Audiensi yang berlangsung di ruang rapat MPP Among Warga ini merupakan tindak lanjut dari pertemuan pertama bersama Wali Kota Batu, Nurochman, dihadiri Mr. Mario Medanic repretatif dari Transit X pada Kamis (5/2/2026).

 

Dalam pertemuan lanjutan ini, Wali Kota diwakili Kepala Dinas Penanaman Modal dan Pelayanan Terpadu Satu Pintu (DPMPTSP), Dra. Dyah Lies Tina Purwaty.

 

Pihak investor diwakili Pebruari Djaya Alamsjah yang memaparkan secara rinci rencana pembangunan podway yang akan menghubungkan wilayah Malang Raya, meliputi Kabupaten Malang, Kota Malang, dan Kota Batu.

“Investor dari Amerika Serikat tertarik mengembangkan transportasi capsule gantung di Kota Batu dengan lintasan mencapai 182 kilometer,” ujar Pebruari dalam pemaparannya.

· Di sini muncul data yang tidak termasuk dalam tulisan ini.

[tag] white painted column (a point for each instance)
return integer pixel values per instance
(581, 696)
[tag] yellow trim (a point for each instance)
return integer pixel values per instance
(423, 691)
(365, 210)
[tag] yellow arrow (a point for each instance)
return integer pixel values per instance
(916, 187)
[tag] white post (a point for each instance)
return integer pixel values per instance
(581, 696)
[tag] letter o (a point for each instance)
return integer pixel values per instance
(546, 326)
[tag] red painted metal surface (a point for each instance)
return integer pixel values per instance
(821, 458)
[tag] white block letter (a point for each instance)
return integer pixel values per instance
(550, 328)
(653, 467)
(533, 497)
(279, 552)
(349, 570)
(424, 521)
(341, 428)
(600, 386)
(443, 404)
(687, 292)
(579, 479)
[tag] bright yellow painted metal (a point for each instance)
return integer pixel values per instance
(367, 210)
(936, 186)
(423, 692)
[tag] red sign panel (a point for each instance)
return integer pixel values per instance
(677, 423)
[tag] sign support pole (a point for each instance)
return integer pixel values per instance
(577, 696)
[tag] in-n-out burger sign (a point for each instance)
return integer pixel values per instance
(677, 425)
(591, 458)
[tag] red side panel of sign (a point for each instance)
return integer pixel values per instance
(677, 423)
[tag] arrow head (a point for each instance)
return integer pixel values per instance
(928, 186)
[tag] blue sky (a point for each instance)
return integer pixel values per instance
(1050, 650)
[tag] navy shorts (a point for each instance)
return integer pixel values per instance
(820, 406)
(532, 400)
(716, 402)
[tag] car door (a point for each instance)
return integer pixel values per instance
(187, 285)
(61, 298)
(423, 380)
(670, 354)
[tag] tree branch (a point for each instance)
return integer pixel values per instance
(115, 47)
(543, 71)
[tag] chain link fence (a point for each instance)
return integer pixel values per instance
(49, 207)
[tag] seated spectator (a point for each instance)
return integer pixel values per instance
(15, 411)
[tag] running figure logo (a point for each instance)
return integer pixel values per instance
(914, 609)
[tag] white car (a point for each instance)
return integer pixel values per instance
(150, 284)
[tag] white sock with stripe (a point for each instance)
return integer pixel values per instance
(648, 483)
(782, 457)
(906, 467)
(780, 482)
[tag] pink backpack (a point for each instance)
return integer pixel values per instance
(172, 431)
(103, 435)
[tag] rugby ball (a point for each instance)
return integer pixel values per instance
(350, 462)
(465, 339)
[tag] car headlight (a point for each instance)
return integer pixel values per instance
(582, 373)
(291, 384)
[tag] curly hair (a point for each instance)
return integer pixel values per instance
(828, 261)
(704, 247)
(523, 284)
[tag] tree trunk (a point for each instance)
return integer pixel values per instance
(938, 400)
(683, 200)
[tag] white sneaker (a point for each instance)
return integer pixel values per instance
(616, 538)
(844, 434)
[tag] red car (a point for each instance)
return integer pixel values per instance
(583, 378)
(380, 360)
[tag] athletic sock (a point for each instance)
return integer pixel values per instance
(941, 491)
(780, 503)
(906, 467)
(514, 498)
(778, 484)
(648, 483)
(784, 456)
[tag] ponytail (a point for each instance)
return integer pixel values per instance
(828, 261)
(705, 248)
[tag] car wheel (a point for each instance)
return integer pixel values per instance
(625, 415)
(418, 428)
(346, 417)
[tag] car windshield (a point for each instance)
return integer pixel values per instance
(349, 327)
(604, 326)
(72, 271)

Dalam konsep tersebut, akan dioperasikan sebanyak 1.287 unit capsule dengan total 724 halte. Setiap capsule mampu mengangkut empat penumpang dan menggunakan tenaga surya dengan sistem otomatis berbasis kecerdasan buatan (AI), tanpa sopir.

Transportasi ini dirancang melaju dengan kecepatan 40 hingga 72 km per jam pada ketinggian sekitar 4,5 meter di atas permukaan tanah. Menariknya, tarif yang ditawarkan relatif murah, yakni sekitar Rp1.700 per kilometer, bahkan lebih rendah dibandingkan biaya parkir kendaraan roda dua.

Selain menghadirkan solusi transportasi modern, proyek ini juga diproyeksikan mampu menyerap sekitar 6.000 tenaga kerja, dengan 75 persen di antaranya berasal dari masyarakat lokal Kota Batu.

Total investasi yang akan digelontorkan mencapai Rp8 triliun, dengan seluruh pembiayaan berasal dari pihak investor.

Kepala DPMPTSP Kota Batu, Dyah Lies Tina Purwaty, menyampaikan bahwa hasil paparan tersebut akan dilaporkan kepada Wali Kota Batu untuk mendapatkan arahan lebih lanjut.

“Apa yang telah dipresentasikan akan kami sampaikan kepada Wali Kota. Saat ini proyek masih dalam tahap penawaran,” ujarnya.

Ia menambahkan, ketertarikan investor asing ini menjadi sinyal awal yang positif bagi pengembangan infrastruktur dan investasi di Kota Batu.

 

Meski demikian, keputusan final terkait realisasi proyek podway masih menunggu kajian lanjutan serta persetujuan dari pimpinan daerah.

Jika terealisasi, proyek ini berpotensi menjadikan Kota Batu sebagai pelopor transportasi gantung modern pertama di Indonesia, sekaligus memperkuat posisinya sebagai destinasi wisata berkelas internasional.(Eno).